There are tons of different Jerky recipes out there….it is something you will want to experiment with. The recipe above is very basic and does not include everything I use in mine, but it will get you started….and make very good Jerky.
I make Full flavor and Mild versions (same ingredients just less).
Meat after soaking in marinade 36 hrs.
Spread out on paper with toothpicks inserted and a light dusting of Coarse ground Black Pepper
Placing on racks, leave some space between them.
Racks loaded, ready for drying
Done….and looking GOOD!
First batch is put in jar (DO NOT PUT IN PLASTIC) fresh jerky needs to breathe a few hours.
You want to reach in and get some…….don’t you????
Why not in plastic? Just curious. I know nothing about the process, obviously.
You can store it in food grade plastic containers, but don't put fresh jerky in any airtight container until it has had time to "breathe" for a few hours.
I have tried storing it several ways and unless you vacuum seal it, it always seems to spoil in plastic quicker than in paper or a breathable jar (lid not tight).
You'll get arguments both ways...and it depends upon how long you want to store your jerky (survivalist vs. enjoy it NOW) and if you plan to refrigerate or freeze.
It also makes a difference if you "cured" your Jerky (I recommend it) and also how "dry" you actually made it. Another factor is how much fat content was in the meat (the less the better).
Ideally, you want to store Jerky in cool, dry place.
If it is for immediate consumption (within a couple of weeks) then almost any method will suffice.

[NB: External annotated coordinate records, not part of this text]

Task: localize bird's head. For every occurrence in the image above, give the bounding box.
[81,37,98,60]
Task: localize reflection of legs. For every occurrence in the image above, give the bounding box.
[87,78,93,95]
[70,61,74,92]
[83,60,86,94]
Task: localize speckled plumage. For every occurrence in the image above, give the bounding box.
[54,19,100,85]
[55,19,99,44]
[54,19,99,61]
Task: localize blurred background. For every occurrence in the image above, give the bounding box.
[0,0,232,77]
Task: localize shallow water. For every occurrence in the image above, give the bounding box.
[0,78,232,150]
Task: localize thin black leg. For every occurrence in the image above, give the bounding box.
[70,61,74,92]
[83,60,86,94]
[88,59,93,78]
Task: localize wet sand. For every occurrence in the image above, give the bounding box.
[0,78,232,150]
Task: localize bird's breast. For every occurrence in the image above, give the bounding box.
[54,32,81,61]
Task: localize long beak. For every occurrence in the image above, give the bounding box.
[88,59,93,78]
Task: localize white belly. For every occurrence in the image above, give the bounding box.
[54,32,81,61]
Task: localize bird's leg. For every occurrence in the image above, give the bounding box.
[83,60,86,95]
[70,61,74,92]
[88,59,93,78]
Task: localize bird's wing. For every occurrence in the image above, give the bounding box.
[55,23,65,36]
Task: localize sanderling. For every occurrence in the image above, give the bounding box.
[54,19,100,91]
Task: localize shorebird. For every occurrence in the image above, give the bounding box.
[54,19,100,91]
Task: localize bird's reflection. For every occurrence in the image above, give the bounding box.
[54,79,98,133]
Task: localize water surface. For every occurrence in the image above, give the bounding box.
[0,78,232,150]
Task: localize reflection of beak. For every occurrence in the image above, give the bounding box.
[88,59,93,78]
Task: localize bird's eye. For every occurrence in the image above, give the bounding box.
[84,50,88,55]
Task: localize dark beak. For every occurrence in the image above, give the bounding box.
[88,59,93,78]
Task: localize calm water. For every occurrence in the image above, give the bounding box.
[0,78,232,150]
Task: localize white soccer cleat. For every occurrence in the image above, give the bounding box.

In fact, IF you've made GOOD jerky.....it doesn't stand "a snow balls chance......" of lasting more than a week before being eaten by someone.
So "storage" problems are self correcting.
And then there is the old German Man (Mr. Lange) RIP, who taught me how to make Jerky....who would roll over in his grave...if he knew Jerky were put into anything other than a perforated brown paper bag wrapped in cheese cloth.
Sacrilegious.....I tell you!
Now you've done it. I have to use those two last 4# packs of frozen deer meat to make jerky............
Well.............somebody had to push you over the edge!
Besides.....you'll love it.
I tried this a couple years ago. The venison version didn't come out nearly as tasty as the beef version. It still got eaten fairly quickly. If anybody out there decides to try this, make sure you don't dunk your meat in the vinegar solution or that will be all you taste. A light brushing of vinegar is all you need to kill bacteria. As far as longevity I have no doubt it would keep for a very long time but it will dry out inside and become very difficult to eat. Biltong is best when it is a bit moist on the inside still.
A great recipe for your backstraps or steaks:
I made this a couple weeks ago and it was amazing. The sweetness from the brown sugar adds an extra special hint of sweetness that just does it for me. Plus, it involves bacon!